While the retail sector recorded its worst September trading since 1995, Britain’s managed pub and restaurant groups saw collective like-for-like sales grow 1.2% last month, according to latest figures from the Coffer Peach Business Tracker.
In contrast, figures from the British Retail Consortium showed total retail sales down 1.3%, with like-for-like trading falling 1.7%, against the same month last year. The BRC blamed uncertainty about a no-deal Brexit for reduced consumer spending.
“If Brexit worries put the public off shopping on the high street, they don’t appear to have stopped them going out to eat and drink,” said Karl Chessell, director of CGA, the business insight consultancy that produces the Coffer Peach Tracker, in partnership with Coffer Group and RSM.
“Just looking at retail as a barometer of the nation’s well-being, you would be forgiven for thinking we were deeply depressed. But the eating and drinking-out numbers paint a very different picture. It may be that pubs and restaurants are providing welcome relief from the constant news of Brexit uncertainty,” Chessell added.
Pubs had the best of trading during September, with like-for-like sales ahead 1.9%, with restaurant chains also collectively (restaurants and pub restaurants) seeing positive like-for-likes, up 0.4%.
“The warm weather at the end of the month certainly boosted drink-led pubs and bars, which together recorded a 2.6% like-for-like jump in sales. But it wasn’t just about the weather, with both restaurants and food-led pubs seeing growth, if admittedly more modest,” said Chessell.
Paul Newman, Head of Leisure & Hospitality at RSM added, “Much to the relief of the embattled pub and restaurant sector, the spectre of a no-deal Brexit seems to have driven consumers to take solace in their local hostelry in September. With consumer sentiment set to be severely tested over the coming weeks, operators need to focus on operational excellence with only the leanest and most efficient likely to prosper in such challenging market conditions.”
Regionally, outside of London traded better in September, showing like-for-like growth of 1.3%, compared to 1.0% inside the M25. “The figures show generally encouraging trends across the sector; restaurants and bars, London and provinces,” said Trevor Watson, Executive Director, Valuations at Davis Coffer Lyons.

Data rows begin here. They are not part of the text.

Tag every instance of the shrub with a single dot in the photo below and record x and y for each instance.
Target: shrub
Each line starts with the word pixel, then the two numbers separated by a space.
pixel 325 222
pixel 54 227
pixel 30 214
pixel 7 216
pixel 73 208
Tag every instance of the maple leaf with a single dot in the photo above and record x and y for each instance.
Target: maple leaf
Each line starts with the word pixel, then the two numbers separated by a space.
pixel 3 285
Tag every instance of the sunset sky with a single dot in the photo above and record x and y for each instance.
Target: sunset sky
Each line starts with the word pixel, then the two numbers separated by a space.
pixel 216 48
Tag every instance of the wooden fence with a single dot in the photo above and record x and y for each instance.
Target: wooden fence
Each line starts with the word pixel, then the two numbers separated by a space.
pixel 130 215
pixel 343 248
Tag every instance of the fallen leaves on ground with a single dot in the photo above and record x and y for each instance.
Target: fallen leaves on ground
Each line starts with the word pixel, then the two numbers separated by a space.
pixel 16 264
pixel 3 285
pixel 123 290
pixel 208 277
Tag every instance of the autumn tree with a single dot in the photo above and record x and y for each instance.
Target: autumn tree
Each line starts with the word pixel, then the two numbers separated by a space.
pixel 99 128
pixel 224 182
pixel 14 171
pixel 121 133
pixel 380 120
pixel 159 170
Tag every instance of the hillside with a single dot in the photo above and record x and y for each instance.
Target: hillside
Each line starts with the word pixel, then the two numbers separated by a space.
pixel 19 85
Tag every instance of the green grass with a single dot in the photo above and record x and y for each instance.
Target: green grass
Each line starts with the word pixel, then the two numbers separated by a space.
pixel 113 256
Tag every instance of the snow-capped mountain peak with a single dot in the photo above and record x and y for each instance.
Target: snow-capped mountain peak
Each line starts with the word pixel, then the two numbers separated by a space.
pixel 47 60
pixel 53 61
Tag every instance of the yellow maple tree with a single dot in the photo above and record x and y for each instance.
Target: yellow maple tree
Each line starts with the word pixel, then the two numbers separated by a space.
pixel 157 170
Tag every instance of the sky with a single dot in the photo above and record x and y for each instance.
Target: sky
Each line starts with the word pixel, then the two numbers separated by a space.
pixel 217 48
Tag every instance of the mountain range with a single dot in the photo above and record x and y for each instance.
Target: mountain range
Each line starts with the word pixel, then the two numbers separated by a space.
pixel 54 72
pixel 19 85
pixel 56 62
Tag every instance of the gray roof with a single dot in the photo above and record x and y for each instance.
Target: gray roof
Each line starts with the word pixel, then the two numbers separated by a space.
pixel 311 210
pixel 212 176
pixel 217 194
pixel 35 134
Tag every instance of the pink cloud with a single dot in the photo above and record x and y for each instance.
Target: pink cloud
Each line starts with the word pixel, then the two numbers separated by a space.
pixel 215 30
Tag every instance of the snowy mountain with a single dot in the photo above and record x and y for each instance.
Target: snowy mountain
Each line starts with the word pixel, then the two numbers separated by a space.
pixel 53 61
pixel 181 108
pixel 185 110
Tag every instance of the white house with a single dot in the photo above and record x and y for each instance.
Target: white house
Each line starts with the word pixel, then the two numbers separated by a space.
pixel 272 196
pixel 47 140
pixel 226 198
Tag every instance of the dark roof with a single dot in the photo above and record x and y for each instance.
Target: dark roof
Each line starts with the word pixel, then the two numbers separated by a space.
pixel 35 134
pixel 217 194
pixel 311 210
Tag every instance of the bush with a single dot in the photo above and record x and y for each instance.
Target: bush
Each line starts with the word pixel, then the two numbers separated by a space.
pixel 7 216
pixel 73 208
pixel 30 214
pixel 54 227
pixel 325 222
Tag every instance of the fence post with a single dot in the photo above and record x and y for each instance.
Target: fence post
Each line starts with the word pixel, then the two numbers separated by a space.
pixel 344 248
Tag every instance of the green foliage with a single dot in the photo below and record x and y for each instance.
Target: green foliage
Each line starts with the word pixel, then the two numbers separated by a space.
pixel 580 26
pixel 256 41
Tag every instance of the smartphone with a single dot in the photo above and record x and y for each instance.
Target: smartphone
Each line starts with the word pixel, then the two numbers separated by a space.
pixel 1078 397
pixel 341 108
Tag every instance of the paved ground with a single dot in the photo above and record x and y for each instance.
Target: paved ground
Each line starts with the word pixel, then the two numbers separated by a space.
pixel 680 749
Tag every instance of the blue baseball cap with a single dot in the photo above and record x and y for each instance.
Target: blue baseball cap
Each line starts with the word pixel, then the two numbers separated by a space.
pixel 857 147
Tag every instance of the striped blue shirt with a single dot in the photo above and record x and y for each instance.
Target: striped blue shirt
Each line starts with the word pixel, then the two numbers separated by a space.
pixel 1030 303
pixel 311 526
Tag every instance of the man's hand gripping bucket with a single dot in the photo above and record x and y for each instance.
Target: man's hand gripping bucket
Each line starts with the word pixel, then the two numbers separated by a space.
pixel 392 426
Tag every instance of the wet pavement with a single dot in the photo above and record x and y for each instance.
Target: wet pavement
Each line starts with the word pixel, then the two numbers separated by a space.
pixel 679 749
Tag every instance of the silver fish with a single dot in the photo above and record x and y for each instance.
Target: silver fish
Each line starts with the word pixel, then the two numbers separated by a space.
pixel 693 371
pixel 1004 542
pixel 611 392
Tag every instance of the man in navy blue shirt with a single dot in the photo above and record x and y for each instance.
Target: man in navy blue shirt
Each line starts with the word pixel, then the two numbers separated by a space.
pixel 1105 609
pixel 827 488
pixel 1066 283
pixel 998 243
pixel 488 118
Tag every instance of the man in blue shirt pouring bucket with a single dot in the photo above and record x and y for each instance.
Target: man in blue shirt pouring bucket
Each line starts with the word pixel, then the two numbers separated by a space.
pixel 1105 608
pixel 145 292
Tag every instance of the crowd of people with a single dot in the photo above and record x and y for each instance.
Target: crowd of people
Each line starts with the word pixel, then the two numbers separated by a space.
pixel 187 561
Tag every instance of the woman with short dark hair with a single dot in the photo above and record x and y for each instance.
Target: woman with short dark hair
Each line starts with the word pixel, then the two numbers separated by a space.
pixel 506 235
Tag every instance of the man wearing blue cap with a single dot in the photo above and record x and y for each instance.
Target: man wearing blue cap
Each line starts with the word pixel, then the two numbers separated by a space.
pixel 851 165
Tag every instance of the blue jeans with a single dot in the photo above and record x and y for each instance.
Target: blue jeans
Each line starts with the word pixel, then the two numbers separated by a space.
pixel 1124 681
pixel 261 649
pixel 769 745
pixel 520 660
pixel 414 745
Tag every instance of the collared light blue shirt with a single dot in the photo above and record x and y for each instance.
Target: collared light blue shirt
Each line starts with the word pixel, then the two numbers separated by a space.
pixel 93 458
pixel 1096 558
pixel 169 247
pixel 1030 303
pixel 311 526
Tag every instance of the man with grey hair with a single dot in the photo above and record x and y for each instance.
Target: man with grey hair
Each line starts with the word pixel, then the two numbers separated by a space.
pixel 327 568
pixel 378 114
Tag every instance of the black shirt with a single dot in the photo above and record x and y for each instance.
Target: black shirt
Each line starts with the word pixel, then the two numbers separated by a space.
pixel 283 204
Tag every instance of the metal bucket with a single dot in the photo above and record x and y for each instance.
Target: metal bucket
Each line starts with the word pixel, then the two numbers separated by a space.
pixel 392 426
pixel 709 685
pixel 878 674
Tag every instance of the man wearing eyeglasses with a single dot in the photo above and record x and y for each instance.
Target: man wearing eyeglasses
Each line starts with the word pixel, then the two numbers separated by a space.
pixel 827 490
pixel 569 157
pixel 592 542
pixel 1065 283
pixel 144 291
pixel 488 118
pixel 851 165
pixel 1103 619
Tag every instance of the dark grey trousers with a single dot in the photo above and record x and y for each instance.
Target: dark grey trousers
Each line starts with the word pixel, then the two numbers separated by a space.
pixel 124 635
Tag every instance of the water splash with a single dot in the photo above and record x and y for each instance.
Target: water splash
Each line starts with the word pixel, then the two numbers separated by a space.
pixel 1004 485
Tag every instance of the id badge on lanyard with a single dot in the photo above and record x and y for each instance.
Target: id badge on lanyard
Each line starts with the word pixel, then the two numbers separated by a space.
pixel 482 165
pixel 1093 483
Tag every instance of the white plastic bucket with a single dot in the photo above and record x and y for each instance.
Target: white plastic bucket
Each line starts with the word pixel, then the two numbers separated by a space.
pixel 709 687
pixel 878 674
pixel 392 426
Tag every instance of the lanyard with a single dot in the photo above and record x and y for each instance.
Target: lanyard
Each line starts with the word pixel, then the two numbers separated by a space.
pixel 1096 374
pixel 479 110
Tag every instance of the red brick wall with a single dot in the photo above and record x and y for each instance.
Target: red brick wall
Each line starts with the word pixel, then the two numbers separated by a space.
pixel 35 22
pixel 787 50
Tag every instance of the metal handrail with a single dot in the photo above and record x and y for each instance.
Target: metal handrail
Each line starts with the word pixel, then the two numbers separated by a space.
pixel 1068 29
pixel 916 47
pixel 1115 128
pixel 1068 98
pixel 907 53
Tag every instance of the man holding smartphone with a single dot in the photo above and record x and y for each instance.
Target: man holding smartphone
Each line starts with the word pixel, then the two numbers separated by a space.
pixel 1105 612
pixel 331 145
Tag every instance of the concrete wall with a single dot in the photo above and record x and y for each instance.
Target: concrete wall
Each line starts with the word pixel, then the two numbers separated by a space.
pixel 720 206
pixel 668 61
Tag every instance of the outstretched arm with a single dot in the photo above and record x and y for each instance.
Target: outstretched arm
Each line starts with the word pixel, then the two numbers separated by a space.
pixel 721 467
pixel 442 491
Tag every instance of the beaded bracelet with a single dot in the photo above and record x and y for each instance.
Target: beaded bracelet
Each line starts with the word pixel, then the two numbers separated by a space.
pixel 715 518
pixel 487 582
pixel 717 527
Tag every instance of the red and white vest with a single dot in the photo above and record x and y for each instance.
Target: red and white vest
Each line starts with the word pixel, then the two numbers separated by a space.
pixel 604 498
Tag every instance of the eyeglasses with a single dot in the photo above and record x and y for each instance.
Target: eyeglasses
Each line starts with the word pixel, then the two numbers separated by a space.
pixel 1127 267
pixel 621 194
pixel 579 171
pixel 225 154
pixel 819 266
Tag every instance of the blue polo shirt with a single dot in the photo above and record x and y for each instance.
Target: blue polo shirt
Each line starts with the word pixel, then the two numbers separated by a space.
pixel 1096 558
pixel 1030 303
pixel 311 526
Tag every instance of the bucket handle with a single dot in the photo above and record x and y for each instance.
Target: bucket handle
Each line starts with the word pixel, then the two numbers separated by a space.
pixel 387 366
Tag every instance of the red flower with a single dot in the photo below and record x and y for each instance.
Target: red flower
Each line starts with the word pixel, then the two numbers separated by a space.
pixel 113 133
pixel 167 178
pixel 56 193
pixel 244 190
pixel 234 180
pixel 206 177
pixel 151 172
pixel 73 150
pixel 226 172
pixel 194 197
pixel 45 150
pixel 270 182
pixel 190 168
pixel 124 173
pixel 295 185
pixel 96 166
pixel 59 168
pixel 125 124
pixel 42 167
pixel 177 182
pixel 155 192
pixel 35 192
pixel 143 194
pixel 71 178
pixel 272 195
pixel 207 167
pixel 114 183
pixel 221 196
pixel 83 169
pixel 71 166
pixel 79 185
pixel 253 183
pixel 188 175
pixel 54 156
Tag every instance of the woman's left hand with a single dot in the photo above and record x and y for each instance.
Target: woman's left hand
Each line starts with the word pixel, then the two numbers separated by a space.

“The comparison with retail illustrates the extent to which consumers are opting for intangible experiences with their disposable leisure spend. This shows a move towards sustainable consumerism—where purchasers shun superfluous fashion goods in favour of experiences and are increasingly looking for sustainably-sourced foods and healthy eating menus, both away from the home and in the home,” said Watson.
“We continue to see a good appetite for good quality sites in London and nationwide from operators,” added Watson.
Total sales across the 58 companies in the Tracker, which include the effect of net new openings since this time last year, were ahead 4.3% compared to last September.
Underlying like-for-like growth for the Tracker cohort, which represents both large and small operators, was running at 1.8% for the 12 months to the end of September. This compares to average monthly sales growth in the retail sector of just 0.2% over the last year, which the BRC says is an all-time low.